Possible Cochin crossed with RIR?

MNKris

Songster
12 Years
Nov 1, 2007
346
12
141
I have a bunch of cochin hens - partridge, black and blue. They were in with a big blue and a big partridge cochin rooster. We have a RIR rooster who may have gotten in their pen once by flying over the top of the pen. All the adults are purebreds.

Well, on Saturday, one of the partridge hens hatches out 6 chicks;

2 partridge with feathered legs (look pure)
1 black without feathered legs
1 blue without feathered legs
1 golden with feathered legs (too light for partridge, but looks like a typical golden partridge chick)
1 black with feathered legs (looks pure)

Could I possibly have gotten a blue chick from a blue cochin hen crossed with a RIR rooster? This chick is as blue as blue could be, but doesn't have the feathered legs. I thought feathered legs were dominant?

Thoughts?
 
It would be possible to get a blue chick from the blue Cochin hen crossed with a RIR rooster. The chick could get one copy blue gene from the hen.
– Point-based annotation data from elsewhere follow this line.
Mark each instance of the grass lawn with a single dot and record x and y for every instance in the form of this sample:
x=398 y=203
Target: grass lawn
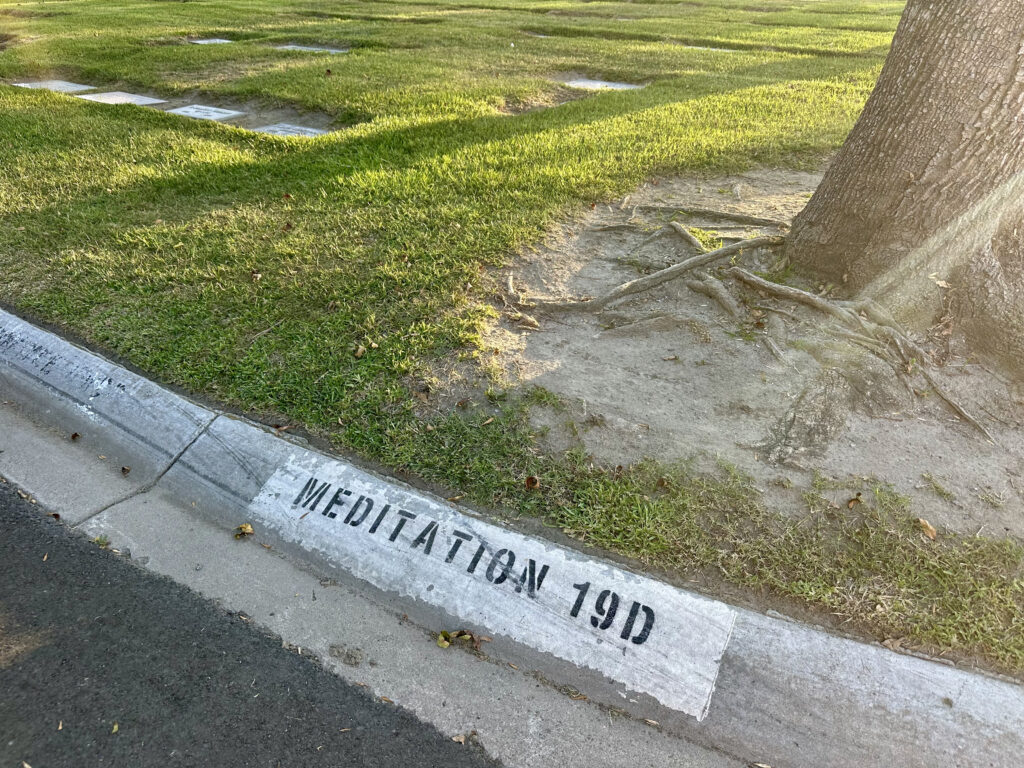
x=315 y=279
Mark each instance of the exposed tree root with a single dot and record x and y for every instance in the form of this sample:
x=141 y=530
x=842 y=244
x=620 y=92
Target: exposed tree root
x=687 y=236
x=656 y=279
x=739 y=218
x=715 y=289
x=873 y=335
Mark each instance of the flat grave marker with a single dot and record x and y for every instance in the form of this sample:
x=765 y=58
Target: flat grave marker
x=200 y=112
x=288 y=129
x=311 y=48
x=597 y=85
x=60 y=86
x=121 y=97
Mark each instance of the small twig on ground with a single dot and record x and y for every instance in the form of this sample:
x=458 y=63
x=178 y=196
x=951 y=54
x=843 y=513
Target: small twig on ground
x=954 y=406
x=656 y=279
x=612 y=227
x=688 y=237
The hen should also pass the exended black pattern on which would explain why the columbian pattern and mahogany genes from the rooster would not be visible. I've never crossed feathered legs so I'm not sure about the dominant recessive tendencies there.
hmm.png
 
Do these chicks breed true in terms of Blue (blue, black, splash) as adults? I only breed purebreds here, but I am curious I guess. I wonder if the chick will grow up to exhibit a standard blue pattern like it does as a chick or if any of the red will show through...???
 
In my experience, the hens will probably show some red on their neck and the roosters will show red on the neck and saddle feathers.

Its odd that some of the chicks do not have feathered legs. I had some accidental cochin x ameraucana and they have lightly feathered legs.
 
Well the feathered leg thing is what I was wondering about too. If it is dominant, the feathers should be there.

The cochins are supposed to be from good stock. They are new to my flock this year so I don't know if they are going to breed true or not. Some are long backed, but, the they do have GREAT feathering, not just a few feathers. They have the full "bloomers" all the way down. I couldn't ask for better feathering in fact. But, if they are heterozygous because someone out-bred them to a non-cochin, I am going to be ticked off. I paid pretty good money for them.

I have heard of rare featherless throwbacks, but 2 out of 6 chicks? Doesn't make sense to me. It confused me so much in fact, I put "Chaps", my blue cochin roo, back in with the blue girls and I am going to hatch out a dozen to see what the feathering is like. So, if I get any without feathers, I have a problem!
 
Leg feathering is dominant and there are at least three different leg feathering genes. Add them up in a bird and you get thicker/more leg feathering.

If some of the chicks were truly clean legged, then it could be a concern. However if there were some fuzz going down side of the leg, that is a common expression in crosses. It's variable..

Black is dominant so yes, black/blue x RIR can produce black/blue chicks. However as the other person said, it's often leaky, showing off color on neck/saddles.. black stars are good example of leakiness in a black cross. But you also have partridges, so a leaky black/blue could be a cross between the cochin colors.

So-called "throwbacks" often are evidence the parents were heterozygous. 2 chicks could match the 25% or lower possibility from heterozygous parents or a het. feather leg cross with a clean leg.

It is good idea to breed them again to see if the problem pops up again or not. Raising those chicks you have already can be another helpful hint- if those clean leg and other chicks show RIR type in some way, it would show that he did get in and bred somebody.